In the 9-12th month period the use of diagonal-rotary jaw movement strengthens, and vertical jaw movement becomes less stereotypic. Interior head, neck and jaw stability are “under construction”. Lingual-mandibular dissociation is now developing as tongue movement gradually separates from jaw movement. This separation allows more lingual skill development, especially anteriorly. This is a fun and exciting period… So much is happening in oral motor development and there are many skills to address in treatment.
In the 12 to 18 month period the diagonal-rotary pattern becomes more consistent and coordinated with lingual lateralization behavior. The child has many opportunities to practice varying amounts of jaw gradation in accommodating new sizes and shapes of food. Strength, tone and repetitive action of the masseter in jaw closure skill targets mastication of more advanced textures that are positioned laterally within the oral cavity by maturing tongue skill. Upper body, head, neck and jaw stability continue to develop.
Between 24 and 36 months, a third pattern of jaw movement emerges in the child’s level of oral motor skill. A circular movement component is added to the rotary chewing component wherein the bolus is positioned laterally for mastication and then transferred by the tongue to the opposite side of the jaw for continued chewing without interruption at the midline. At this third level of jaw skill development, successful mastication prior to the swallow may require that the bolus be transferred repeatedly across the child’s mid- line into each side of the mouth until the chewing process is completed.
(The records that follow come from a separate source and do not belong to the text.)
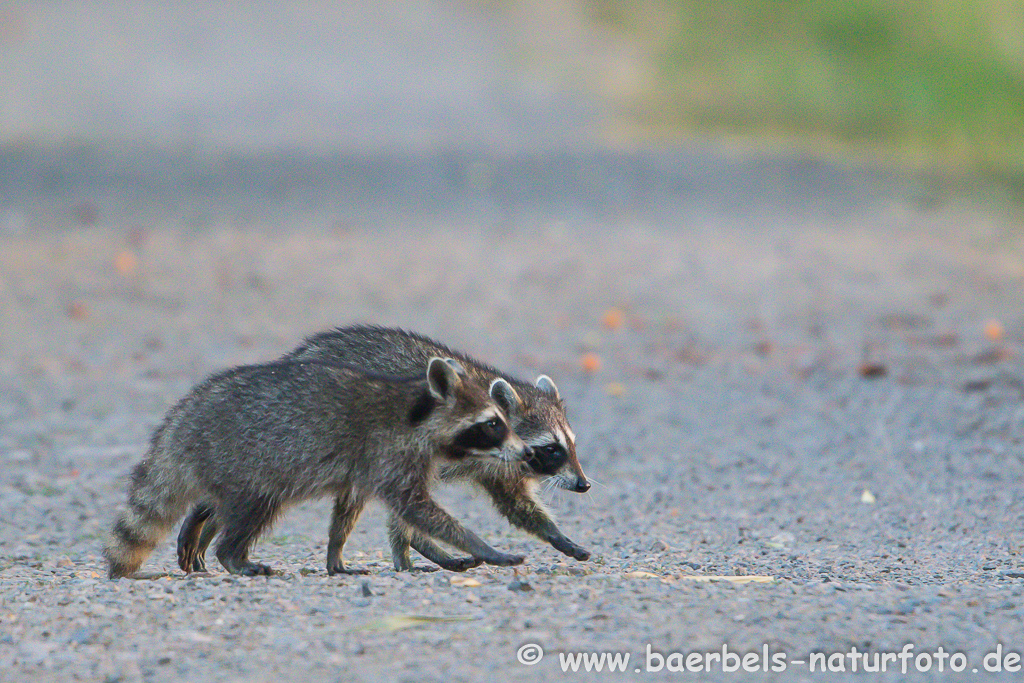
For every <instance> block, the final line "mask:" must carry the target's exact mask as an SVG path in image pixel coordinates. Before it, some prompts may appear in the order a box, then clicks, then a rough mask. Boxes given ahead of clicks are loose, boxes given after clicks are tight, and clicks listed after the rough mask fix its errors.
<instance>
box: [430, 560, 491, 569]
mask: <svg viewBox="0 0 1024 683" xmlns="http://www.w3.org/2000/svg"><path fill="white" fill-rule="evenodd" d="M481 564H483V560H482V559H480V558H479V557H453V558H452V559H451V561H447V562H442V563H440V566H441V568H442V569H447V570H449V571H465V570H466V569H472V568H473V567H478V566H480V565H481Z"/></svg>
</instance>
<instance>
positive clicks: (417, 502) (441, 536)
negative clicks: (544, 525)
mask: <svg viewBox="0 0 1024 683" xmlns="http://www.w3.org/2000/svg"><path fill="white" fill-rule="evenodd" d="M379 493H380V495H381V498H383V499H384V501H385V502H386V503H387V504H388V506H389V507H390V508H391V511H392V512H394V513H395V514H396V515H397V516H398V517H399V518H400V519H401V520H402V521H403V522H406V523H407V524H409V525H411V526H412V527H413V528H414V529H417V530H419V531H421V532H423V533H425V535H426V536H428V537H433V538H435V539H437V540H438V541H441V542H443V543H446V544H449V545H450V546H453V547H455V548H458V549H459V550H462V551H463V552H466V553H469V554H470V555H472V556H473V557H474V558H475V559H477V560H480V561H481V562H486V563H487V564H496V565H499V566H512V565H515V564H522V562H523V560H524V559H526V558H525V557H524V556H523V555H509V554H508V553H502V552H499V551H497V550H495V549H494V548H492V547H490V546H488V545H487V544H485V543H484V542H483V541H482V540H480V538H479V537H478V536H476V535H475V533H473V532H472V531H470V530H469V529H468V528H466V527H464V526H463V525H462V524H460V523H459V522H458V521H457V520H456V519H455V518H454V517H453V516H452V515H450V514H449V513H447V512H445V511H444V509H443V508H441V507H440V506H439V505H437V503H435V502H434V500H433V499H432V498H430V493H429V492H427V490H426V489H425V487H419V486H417V487H413V488H412V489H409V488H406V489H402V488H400V487H399V486H394V485H391V486H386V485H385V486H382V487H381V489H380V490H379Z"/></svg>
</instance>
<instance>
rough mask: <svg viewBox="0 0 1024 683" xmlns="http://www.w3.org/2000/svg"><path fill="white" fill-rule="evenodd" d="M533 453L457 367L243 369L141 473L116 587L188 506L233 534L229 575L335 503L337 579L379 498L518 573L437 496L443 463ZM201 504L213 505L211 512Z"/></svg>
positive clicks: (326, 367)
mask: <svg viewBox="0 0 1024 683" xmlns="http://www.w3.org/2000/svg"><path fill="white" fill-rule="evenodd" d="M527 456H528V449H527V447H526V446H525V444H524V443H523V442H522V440H521V439H520V438H519V437H518V436H517V435H516V434H515V433H514V432H513V431H512V430H511V429H509V428H508V426H507V423H506V421H505V417H504V415H503V414H502V412H501V410H500V409H499V407H498V405H497V404H496V403H495V401H494V400H493V399H492V398H490V396H489V395H488V393H487V388H486V385H483V386H480V385H479V384H478V383H477V382H475V381H473V380H472V379H471V378H469V377H468V376H467V374H466V372H465V370H464V369H463V368H462V366H461V365H460V364H459V362H458V361H456V360H453V359H451V358H441V357H431V358H430V359H429V361H428V364H427V365H426V367H425V368H424V369H421V370H420V371H418V372H417V374H416V375H414V376H409V377H394V376H389V375H381V374H375V373H372V372H368V371H365V370H361V369H354V368H351V367H348V366H344V365H341V364H337V362H333V361H331V360H317V359H308V360H297V359H295V360H292V359H283V360H278V361H274V362H268V364H263V365H255V366H242V367H239V368H234V369H231V370H228V371H226V372H223V373H220V374H218V375H214V376H213V377H211V378H209V379H207V380H206V381H204V382H202V383H200V384H199V385H197V386H196V387H195V388H194V389H193V390H191V391H190V392H189V393H188V394H187V395H186V396H185V397H184V398H182V399H181V400H180V401H178V403H177V404H176V405H174V407H173V408H172V409H171V410H170V411H169V412H168V414H167V416H166V417H165V419H164V421H163V423H162V424H161V425H160V426H159V427H158V428H157V430H156V432H155V433H154V436H153V439H152V443H151V446H150V450H148V452H147V453H146V456H145V458H144V459H143V460H142V462H141V463H139V464H138V465H136V466H135V468H134V469H133V470H132V473H131V481H130V484H129V486H128V506H127V509H126V510H125V511H124V512H122V513H121V514H120V515H119V516H118V518H117V520H116V522H115V523H114V527H113V531H112V535H111V540H110V542H109V543H108V545H106V546H105V548H104V550H103V552H104V555H105V556H106V559H108V561H109V563H110V575H111V578H112V579H116V578H119V577H127V575H130V574H132V573H134V572H135V571H136V570H137V569H138V568H139V566H141V564H142V562H143V561H144V559H145V557H146V556H147V555H148V554H150V553H151V552H152V551H153V549H154V548H155V547H156V546H157V544H158V543H159V542H160V540H161V539H162V538H163V537H164V536H165V535H166V533H167V532H168V531H169V530H170V528H171V526H172V525H173V524H174V522H175V521H176V520H177V519H178V517H180V516H181V515H182V514H183V513H184V512H185V511H186V510H187V509H188V507H189V506H190V505H193V504H194V503H196V502H197V501H202V503H203V505H202V506H201V507H202V508H203V512H204V514H206V515H207V517H208V518H209V517H210V516H212V517H213V518H214V519H215V521H216V524H217V525H218V526H219V527H221V528H222V529H223V533H222V535H221V538H220V541H219V543H218V545H217V559H218V560H220V563H221V564H222V565H223V566H224V567H225V568H226V569H227V570H228V571H230V572H231V573H243V574H266V573H270V568H269V567H268V566H267V565H265V564H258V563H255V562H253V561H251V560H250V559H249V551H250V548H251V547H252V546H253V544H254V543H255V541H256V540H257V539H258V538H259V536H260V533H261V532H262V531H264V530H265V529H266V528H267V527H268V526H269V525H270V524H271V523H272V522H273V520H274V518H275V517H276V516H278V514H280V513H281V512H282V510H283V509H285V508H286V507H287V506H288V505H291V504H294V503H297V502H299V501H302V500H306V499H313V498H321V497H324V496H333V497H334V498H335V499H336V507H335V509H336V510H337V509H338V506H344V514H343V515H342V516H343V519H341V520H339V525H338V526H337V527H335V525H334V524H333V525H332V540H333V541H336V543H337V547H336V548H335V550H336V557H335V560H336V564H335V566H334V570H335V571H334V572H338V571H345V570H346V568H345V566H344V562H343V561H342V557H341V549H342V546H343V545H344V541H345V537H346V536H347V533H348V531H349V530H350V529H351V526H352V524H354V522H355V519H356V517H357V516H358V514H359V512H360V511H361V509H362V506H364V504H365V503H366V502H367V501H368V500H369V499H371V498H377V499H380V500H381V501H382V502H383V503H384V504H385V506H386V507H387V508H388V509H389V512H390V514H392V515H393V516H394V517H396V518H398V519H400V520H402V523H403V524H408V525H409V526H410V527H412V528H414V529H416V532H417V533H422V535H423V536H425V537H429V538H434V539H437V540H439V541H442V542H443V543H446V544H449V545H451V546H454V547H456V548H459V549H460V550H463V551H464V552H466V553H469V555H470V557H469V558H464V559H463V560H462V562H463V563H464V564H465V565H468V566H475V564H478V563H481V562H486V563H489V564H497V565H505V566H508V565H515V564H519V563H521V562H522V561H523V557H522V556H521V555H510V554H506V553H502V552H499V551H497V550H495V549H494V548H492V547H490V546H488V545H487V544H485V543H484V542H483V541H481V540H480V539H479V538H478V537H477V536H476V535H475V533H473V532H472V531H470V530H468V529H466V528H464V527H463V526H462V525H461V524H460V523H459V522H458V521H456V520H455V519H454V518H453V517H452V516H451V515H450V514H449V513H447V512H446V511H444V510H443V509H442V508H441V507H440V506H438V505H437V503H435V502H434V500H433V499H432V498H431V496H430V490H429V488H430V485H431V483H432V482H433V480H434V478H435V476H436V475H435V469H436V468H437V467H438V466H439V465H441V464H442V463H458V462H464V461H465V462H468V461H470V460H478V461H481V466H482V467H484V468H485V469H486V468H488V467H496V468H499V469H501V468H506V467H507V468H510V469H515V468H517V467H522V461H523V459H524V458H525V457H527ZM203 506H205V507H203Z"/></svg>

This third level of skill maturation is referred to as the circular-rotary pattern of jaw movement.
The child’s many and varied oral sensorimotor experiences throughout these early months offer continuous opportunities for maturation of jaw and lingual function. We see increased precision in the amount of jaw gradation and pressure used in biting on various textures. Based on these early sensorimotor learning experiences and the neurological readiness of the child, internal postural stability of the jaw emerges. In feeding treatment, manipulation of the cup on the mandible during drinking experiences assists this development.
During this entire process of oral motor maturation, the jaw along with the tongue is responding to the sensory aspects of the bolus, learning to position, move and masticate food within the oral cavity. Critical aspects of this learning process involve integrating function with characteristics about the bolus such as size, shape, position within the oral cavity, texture, viscosity, firmness, taste and temperature. In addition, the smell of the food itself may impact the child’s acceptance or rejection of the bolus.